We were a group of about 30 travelers headed to the Wulong karst region, part of the UNESCO World Heritage Property of South China Karst, which comprises seven karst clusters.
The karst terrain of Wulong is situated about three and a half hours away from Chongqing, a bustling metropolis famed for its spicy hotpot located at the confluence of the Jialing and Yangtze rivers in southwestern China.
Visitors throng to Wulong to see its giant sinkholes, natural bridges and caves; it has a prehistoric charm and a pristine beauty all its own.
We had come to experience some of its famed attractions, including tiankeng, or the three natural bridges, and the Longshuixia gap, a deep gorge surrounded by sheer cliff, natural waterfalls and stalactite formations.
Our uneventful trip started at 7:30 am sharp from the downtown area of Chongqing, with a break for a sumptuous, yet simple Chinese-style brunch at 10:30 am and arrival at the ticket counters by 11:30 am. A few meters past the entrance is an oversized modern glass ledge that extends a good few meters from the rocky outcrop to offer a spectacular first view.

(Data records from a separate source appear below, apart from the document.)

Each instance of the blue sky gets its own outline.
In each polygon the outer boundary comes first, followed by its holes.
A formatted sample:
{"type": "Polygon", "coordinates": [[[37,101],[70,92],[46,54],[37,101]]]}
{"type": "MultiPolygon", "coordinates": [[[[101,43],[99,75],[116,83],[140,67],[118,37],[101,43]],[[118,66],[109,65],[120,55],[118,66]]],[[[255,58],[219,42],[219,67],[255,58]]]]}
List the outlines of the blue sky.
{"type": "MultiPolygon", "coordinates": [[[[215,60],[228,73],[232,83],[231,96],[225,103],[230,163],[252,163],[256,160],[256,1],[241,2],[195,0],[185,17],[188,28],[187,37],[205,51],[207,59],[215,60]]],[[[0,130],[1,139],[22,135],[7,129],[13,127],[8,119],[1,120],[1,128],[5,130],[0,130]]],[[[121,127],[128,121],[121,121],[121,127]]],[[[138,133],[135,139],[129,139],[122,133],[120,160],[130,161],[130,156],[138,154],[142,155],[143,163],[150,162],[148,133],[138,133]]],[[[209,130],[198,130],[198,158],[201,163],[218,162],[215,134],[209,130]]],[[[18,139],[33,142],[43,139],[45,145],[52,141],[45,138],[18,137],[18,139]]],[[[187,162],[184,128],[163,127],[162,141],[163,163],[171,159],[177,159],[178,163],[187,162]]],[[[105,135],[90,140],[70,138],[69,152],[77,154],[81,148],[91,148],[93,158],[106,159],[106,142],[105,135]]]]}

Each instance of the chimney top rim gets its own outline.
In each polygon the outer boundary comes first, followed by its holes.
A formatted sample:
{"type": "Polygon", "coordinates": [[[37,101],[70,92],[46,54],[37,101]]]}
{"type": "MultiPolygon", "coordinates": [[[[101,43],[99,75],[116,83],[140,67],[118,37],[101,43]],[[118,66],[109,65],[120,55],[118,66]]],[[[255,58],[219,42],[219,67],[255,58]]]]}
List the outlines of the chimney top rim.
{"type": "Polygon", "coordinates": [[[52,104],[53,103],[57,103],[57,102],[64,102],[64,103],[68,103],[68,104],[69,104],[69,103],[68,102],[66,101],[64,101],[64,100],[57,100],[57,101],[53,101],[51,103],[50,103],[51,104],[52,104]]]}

Standing on the transparent structure and considering with quickening breath a drop of several hundred meters is certainly not for the fainthearted, I thought, as I started taking pictures and recording videos. Soon, we embarked on a 45-minute walk along well-cut steps, hugging the cliff face at times, to an elevator for a bottom-up view of the unique bridges as well as to a remarkably well-preserved small outpost that served as a way station and post office for travelers several hundred years ago.
In fact, the local authorities have gone the extra mile to ensure that the whole exercise is a hassle-free one for tourists, especially the elderly.

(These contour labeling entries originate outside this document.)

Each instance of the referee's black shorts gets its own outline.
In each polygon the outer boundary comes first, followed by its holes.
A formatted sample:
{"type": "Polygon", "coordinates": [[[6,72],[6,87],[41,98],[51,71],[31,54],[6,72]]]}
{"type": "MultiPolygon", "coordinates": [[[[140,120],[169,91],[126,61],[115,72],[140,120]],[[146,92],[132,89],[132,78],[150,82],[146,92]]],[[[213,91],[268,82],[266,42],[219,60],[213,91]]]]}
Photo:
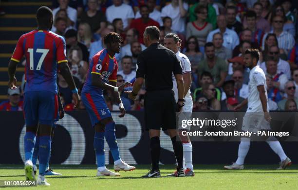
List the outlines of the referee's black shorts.
{"type": "Polygon", "coordinates": [[[147,92],[144,105],[146,130],[176,129],[176,104],[171,90],[147,92]]]}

The three natural bridges — Tianlong, Qinglong and Heilong — have, we were told, formed stunning backdrops to scenes from Michael Bay's Transformers: Age of Extinction and Zhang Yimou's Curse of the Golden Flower.
Standing in awe a little distance away from each of the three bridges and clicking quite a few pictures in the rain, I made a mental note to watch these movies once again to admire their grandeur on celluloid. Absorbing the sights and sounds of the bridges was an unforgettable experience and the intermittent drizzle through the day made it even more memorable; their breathtaking scope is sure to blow your mind, too.
Two hours later, some of us were hopping on to a minibus to Longshuixia gap, a subterranean world that gradually slopes down to depths of over 250 meters, with steps winding all the way down the craggy limestone gorge to the exit about 2 kilometers away, leaving me wonder-struck at its untamed charm and tranquillity.
This is as marvelous as the three natural bridges and a must-see if you plan on visiting Wulong. I was reluctant to leave, I must confess.
Our return journey began at 3:45 pm and by the time we reached the city at 6:45 pm, I was already missing the stillness and majesty of the ancient karst.